Die Beschwerde wird zurückgewiesen.

Gründe

I Die Anmeldung ist durch den Beschluß der Prüfungsstelle für Klasse H 04 M in der Anhörung vom 5. Juli 2000 mit der Begründung zurückgewiesen worden, der Anspruch 1 sei nicht gewährbar, weil sein Gegenstand nicht auf erfinderischer Tätigkeit beruhe.
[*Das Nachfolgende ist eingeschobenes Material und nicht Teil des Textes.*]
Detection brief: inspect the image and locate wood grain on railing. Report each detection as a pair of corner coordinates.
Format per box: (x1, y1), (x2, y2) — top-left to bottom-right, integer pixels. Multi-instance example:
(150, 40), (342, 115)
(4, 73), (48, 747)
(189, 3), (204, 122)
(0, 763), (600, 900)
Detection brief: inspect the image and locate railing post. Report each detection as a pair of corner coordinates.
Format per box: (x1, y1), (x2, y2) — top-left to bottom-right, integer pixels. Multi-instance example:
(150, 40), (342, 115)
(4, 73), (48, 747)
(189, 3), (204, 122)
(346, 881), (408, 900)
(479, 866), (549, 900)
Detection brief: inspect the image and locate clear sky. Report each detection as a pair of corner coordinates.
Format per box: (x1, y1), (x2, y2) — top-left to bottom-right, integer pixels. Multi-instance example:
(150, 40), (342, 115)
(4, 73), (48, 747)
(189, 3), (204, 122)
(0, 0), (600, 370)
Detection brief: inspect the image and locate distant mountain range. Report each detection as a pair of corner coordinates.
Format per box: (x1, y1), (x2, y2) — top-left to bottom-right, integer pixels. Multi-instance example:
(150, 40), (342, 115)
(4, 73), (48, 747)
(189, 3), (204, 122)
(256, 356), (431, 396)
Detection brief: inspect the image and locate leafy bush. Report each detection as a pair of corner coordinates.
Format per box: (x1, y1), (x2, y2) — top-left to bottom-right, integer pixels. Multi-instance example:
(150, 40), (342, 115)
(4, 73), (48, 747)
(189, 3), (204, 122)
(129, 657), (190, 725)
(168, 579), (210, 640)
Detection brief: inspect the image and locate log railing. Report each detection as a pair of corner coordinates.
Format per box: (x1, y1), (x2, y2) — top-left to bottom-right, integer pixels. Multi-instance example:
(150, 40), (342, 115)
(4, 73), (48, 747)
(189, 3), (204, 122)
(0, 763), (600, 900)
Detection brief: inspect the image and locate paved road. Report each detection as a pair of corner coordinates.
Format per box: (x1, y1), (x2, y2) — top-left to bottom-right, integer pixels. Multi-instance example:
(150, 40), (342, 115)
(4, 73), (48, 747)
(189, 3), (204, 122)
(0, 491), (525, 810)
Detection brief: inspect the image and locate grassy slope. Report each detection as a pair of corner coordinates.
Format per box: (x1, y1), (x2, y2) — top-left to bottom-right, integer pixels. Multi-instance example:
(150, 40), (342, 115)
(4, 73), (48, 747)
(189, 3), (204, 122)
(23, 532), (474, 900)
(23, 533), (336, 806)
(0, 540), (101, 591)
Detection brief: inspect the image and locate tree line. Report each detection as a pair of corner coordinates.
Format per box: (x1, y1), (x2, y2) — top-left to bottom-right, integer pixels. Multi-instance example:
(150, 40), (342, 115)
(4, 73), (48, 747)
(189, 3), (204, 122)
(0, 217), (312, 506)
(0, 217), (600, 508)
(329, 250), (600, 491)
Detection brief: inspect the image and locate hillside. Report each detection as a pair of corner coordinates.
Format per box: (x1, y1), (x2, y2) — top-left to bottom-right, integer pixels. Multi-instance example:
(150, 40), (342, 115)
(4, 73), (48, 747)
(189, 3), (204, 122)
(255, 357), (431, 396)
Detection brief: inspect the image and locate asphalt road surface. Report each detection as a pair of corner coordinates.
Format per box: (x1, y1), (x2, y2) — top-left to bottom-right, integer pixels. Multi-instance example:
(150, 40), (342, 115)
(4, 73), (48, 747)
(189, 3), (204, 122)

Die Entscheidung stützte sich auf die Entgegenhaltung

(1) EP 0 824 295 A2.

Die Anmelderin stellt den Antrag, den angefochtenen Beschluß aufzuheben und das Patent zu erteilen auf der Grundlage der zuletzt eingereichten Unterlagen.

Der geltende Patentanspruch 1 (Schriftsatz vom 17. April 2000) lautet:

"1. Verfahren zum Ermitteln und Verarbeiten von für den Aufbau einer Telefonverbindung in einem CTI-System zu verwendenden Informationen, umfassend die Schritte:

a) Auswahl einer beliebigen, auf Anzeigemitteln (11) von Rechnermitteln (4) des CTI-Systems durch ein beliebiges Anwendungsprogramm dargestellten Zeichenfolge durch einen Benutzer (S101-S103), b) automatisches Einlesen der ausgewählten Zeichenfolge mittels eines separaten Anwendungsprogramms (8) zum anwendungsübergreifenden Einlesen von beliebigen auf den Anzeigemitteln (11) dargestellten Zeichenfolgen, c) Prüfen der eingelesenen Zeichenfolge (S104-S106) durch das separate Anwendungsprogramm (8) hinsichtlich der Relevanz dieser Zeichenfolge für einen Aufbau einer Telefonverbindung, undd) bei positivem Prüfungsergebnis Initiieren einer Telefonverbindung durch das separate Anwendungsprogramm (8) mittels der Zeichenfolge."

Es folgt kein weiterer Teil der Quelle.